GROSSE POINTE SHORES — If you want to be popular in your community, denying your neighbor’s request for a property tax reduction isn’t a great way to do it.
That’s what members of the Board of Review often have to do, as they analyze claims by homeowners that their property tax assessment is too high. It’s a challenging and thankless job. Nonetheless, it’s one longtime Grosse Pointe Shores resident John Lizza did with pride for 32 years.
“The job is 10 cuts below dog catcher on the social scale,” Lizza joked to the Shores City Council.
Lizza, the former chair of the Shores Board of Review, served on the board from 1992 until his resignation in December 2024. He was honored by the city with a proclamation during a May 20 City Council meeting.

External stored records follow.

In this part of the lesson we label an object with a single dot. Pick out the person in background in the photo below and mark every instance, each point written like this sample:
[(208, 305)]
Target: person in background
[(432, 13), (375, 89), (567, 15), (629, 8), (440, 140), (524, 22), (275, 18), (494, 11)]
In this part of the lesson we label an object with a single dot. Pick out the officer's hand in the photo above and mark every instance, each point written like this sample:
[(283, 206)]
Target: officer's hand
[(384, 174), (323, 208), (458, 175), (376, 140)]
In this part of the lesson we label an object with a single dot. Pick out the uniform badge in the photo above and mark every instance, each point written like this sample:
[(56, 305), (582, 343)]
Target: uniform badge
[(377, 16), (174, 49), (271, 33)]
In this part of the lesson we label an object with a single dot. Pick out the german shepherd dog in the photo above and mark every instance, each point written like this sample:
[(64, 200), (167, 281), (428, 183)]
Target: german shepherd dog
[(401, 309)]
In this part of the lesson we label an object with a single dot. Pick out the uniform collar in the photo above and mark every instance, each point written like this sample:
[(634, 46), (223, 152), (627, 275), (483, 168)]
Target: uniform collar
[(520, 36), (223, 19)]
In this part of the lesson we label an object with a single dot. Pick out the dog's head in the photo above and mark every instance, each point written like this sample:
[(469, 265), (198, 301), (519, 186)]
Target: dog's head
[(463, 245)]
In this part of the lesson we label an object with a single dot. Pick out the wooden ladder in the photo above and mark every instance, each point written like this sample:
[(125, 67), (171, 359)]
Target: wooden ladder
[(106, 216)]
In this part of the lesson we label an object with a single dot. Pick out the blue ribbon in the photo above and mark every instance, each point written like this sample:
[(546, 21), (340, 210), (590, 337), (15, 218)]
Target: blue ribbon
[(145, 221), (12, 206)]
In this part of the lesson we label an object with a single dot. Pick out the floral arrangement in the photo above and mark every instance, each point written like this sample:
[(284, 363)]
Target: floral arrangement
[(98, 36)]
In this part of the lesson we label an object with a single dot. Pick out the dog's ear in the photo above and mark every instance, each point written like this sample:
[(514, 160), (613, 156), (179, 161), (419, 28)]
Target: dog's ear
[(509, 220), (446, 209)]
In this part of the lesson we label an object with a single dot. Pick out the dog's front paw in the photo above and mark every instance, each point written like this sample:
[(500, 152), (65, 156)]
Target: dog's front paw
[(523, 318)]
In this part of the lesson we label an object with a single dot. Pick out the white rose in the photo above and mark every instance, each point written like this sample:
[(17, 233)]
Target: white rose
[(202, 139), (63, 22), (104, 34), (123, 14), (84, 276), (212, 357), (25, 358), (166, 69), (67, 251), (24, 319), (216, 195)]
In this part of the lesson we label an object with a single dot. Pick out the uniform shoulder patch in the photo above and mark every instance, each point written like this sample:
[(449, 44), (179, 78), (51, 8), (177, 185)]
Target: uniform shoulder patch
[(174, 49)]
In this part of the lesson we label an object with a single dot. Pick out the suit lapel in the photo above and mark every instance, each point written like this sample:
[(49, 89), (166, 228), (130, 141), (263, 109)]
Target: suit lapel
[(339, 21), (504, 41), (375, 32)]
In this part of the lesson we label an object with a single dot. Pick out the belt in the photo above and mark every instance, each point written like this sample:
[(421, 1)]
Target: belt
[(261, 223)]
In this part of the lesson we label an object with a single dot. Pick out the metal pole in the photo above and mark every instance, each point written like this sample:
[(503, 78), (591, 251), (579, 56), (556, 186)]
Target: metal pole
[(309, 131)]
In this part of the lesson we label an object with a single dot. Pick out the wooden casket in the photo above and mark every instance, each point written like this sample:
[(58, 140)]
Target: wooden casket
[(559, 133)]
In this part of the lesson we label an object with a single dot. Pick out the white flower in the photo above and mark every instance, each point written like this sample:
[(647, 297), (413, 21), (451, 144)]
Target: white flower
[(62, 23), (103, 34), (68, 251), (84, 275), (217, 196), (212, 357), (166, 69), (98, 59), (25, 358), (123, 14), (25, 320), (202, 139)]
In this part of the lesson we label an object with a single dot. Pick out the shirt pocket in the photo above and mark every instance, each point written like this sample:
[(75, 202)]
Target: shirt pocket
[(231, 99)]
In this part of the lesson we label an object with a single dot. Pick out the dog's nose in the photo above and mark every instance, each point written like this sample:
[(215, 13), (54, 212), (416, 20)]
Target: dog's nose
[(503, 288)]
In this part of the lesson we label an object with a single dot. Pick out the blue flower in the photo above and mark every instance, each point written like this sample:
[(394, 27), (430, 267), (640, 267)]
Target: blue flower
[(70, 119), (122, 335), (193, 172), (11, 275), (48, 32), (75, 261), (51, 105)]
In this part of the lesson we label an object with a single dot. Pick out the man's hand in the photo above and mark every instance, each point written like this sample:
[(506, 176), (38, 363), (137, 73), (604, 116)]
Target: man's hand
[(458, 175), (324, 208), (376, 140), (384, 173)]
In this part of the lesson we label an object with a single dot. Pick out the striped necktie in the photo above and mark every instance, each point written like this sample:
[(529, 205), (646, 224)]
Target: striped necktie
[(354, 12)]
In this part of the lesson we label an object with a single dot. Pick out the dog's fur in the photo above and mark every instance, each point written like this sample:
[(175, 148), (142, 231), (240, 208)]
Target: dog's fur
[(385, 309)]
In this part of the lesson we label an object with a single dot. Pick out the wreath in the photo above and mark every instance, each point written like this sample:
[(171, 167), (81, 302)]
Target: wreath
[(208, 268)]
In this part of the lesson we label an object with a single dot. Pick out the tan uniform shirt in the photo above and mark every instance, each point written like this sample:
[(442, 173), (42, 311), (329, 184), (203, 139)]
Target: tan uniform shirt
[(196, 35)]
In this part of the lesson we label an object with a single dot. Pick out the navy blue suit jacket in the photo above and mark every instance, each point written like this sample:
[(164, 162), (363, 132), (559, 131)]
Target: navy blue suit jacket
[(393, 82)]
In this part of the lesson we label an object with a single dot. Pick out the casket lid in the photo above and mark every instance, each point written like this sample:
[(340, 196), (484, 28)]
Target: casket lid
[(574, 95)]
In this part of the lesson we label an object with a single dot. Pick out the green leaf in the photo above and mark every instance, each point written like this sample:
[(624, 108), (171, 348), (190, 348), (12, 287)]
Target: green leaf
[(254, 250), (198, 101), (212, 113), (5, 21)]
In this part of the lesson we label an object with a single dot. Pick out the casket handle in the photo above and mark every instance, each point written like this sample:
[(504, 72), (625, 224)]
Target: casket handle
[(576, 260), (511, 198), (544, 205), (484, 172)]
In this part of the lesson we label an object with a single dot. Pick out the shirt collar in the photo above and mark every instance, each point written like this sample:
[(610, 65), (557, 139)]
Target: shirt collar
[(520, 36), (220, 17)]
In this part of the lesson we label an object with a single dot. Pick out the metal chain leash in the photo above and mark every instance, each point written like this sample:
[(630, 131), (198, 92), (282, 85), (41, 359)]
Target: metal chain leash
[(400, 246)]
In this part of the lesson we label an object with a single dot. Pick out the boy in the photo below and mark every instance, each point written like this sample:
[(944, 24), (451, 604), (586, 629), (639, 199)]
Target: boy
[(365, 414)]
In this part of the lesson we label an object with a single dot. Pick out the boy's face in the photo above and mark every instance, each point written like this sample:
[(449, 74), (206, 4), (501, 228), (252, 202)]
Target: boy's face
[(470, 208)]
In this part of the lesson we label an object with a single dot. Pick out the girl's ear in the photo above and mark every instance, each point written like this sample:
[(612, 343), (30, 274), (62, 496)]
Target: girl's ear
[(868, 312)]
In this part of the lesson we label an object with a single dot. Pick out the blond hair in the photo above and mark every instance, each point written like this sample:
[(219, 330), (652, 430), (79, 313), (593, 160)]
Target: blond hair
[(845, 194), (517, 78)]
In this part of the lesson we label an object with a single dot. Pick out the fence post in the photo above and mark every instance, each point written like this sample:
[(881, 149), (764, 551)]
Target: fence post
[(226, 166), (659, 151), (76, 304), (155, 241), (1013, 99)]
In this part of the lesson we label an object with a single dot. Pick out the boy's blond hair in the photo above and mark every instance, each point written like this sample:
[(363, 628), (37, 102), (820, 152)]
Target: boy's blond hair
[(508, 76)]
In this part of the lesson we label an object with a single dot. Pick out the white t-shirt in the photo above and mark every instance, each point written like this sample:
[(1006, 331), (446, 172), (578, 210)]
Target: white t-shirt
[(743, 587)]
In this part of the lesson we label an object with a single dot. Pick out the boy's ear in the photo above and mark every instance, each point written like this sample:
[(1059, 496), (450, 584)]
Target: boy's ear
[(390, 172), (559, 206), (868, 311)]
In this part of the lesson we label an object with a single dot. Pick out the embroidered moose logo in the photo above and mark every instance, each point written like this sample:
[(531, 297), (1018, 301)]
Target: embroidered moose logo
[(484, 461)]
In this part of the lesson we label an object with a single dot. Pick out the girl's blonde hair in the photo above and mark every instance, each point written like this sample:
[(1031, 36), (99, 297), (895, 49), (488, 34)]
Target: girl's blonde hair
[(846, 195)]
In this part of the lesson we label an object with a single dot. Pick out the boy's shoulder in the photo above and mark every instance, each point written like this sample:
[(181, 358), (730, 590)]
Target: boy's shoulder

Lizza — who says he’s 98.9 — will turn 99 in September.
“I considered it my contribution to a great community,” Lizza said of his years on the board.
As part of the proclamation — read by Mayor Ted Kedzierski — Kedzierski said the council and Shores residents “share in the pride felt by John’s family and congratulate him on his outstanding achievements and the latest honor given.”
Born on Detroit’s east side in 1926 to an Italian father, August, and an Irish mother, Helen, Lizza graduated from St. Anthony High School in 1944 and promptly enlisted in the U.S. Army Air Corps, serving for two years before being honorably discharged in 1946. While attending what was then called the University of Detroit for college, Lizza worked the afternoon shift at the main post office branch in Detroit, where he met his future wife, Therese “Terry” Lizza, to whom he was married for 65 years, until her death in 2016. Lizza earned a law degree from the University of Detroit in 1953 and opened his first law firm in the Penobscot Building — Lizza, Mulcahy, Casey & Lawson. He partially retired in 2008 but continued to practice out of an office in Grosse Pointe Farms until 2023.
Lizza said he never planned to have such a long Board of Review tenure.
“I was only going to do a year or two,” Lizza said.
He moved to the Shores in 1991, after previously living in Grosse Pointe Farms, where he served on that city’s Board of Review for 14 years. Lizza’s friend, Ed Brady, a former president of the then-Shores Village Council, tapped him for the Shores Board of Review opening soon after Lizza became a Shores resident.
Lizza has been defying expectations for seniors for decades. He played competitive badminton for 60 years, where he was ranked fifth in doubles for seniors — considered those over age 50. He didn’t stop competing until one week after his 87th birthday. Prior to that, he often bested competitors considerably younger.
“He loves the community service idea,” said daughter Jeanne Lizza, of Grosse Pointe Woods. “He loves the community. Community involvement, being about others — that’s what it’s all about.”
Jeanne Lizza is one of a family of five siblings; two of her brothers live in Grosse Pointe Shores, she said.
John Lizza now has 13 grandchildren and five great-grandchildren.
The number of years Lizza served is what’s remarkable.
“Not many people sign up year after year — and certainly not (for) 32 (years),” Jeanne Lizza said.
John Lizza, who traveled the world extensively, said the experience of visiting other cities only made him fonder of his own community.
“I thank God every day that I live in Grosse Pointe Shores,” he told the council.
John Lizza said the city is in good hands with the current Board of Review, and said he enjoyed the time he served.
“It was a pleasure,” he said.
The Lizza family was happy to see their patriarch be recognized for his years of service to his city.
“It was nice of them to honor my dad,” Jeanne Lizza said.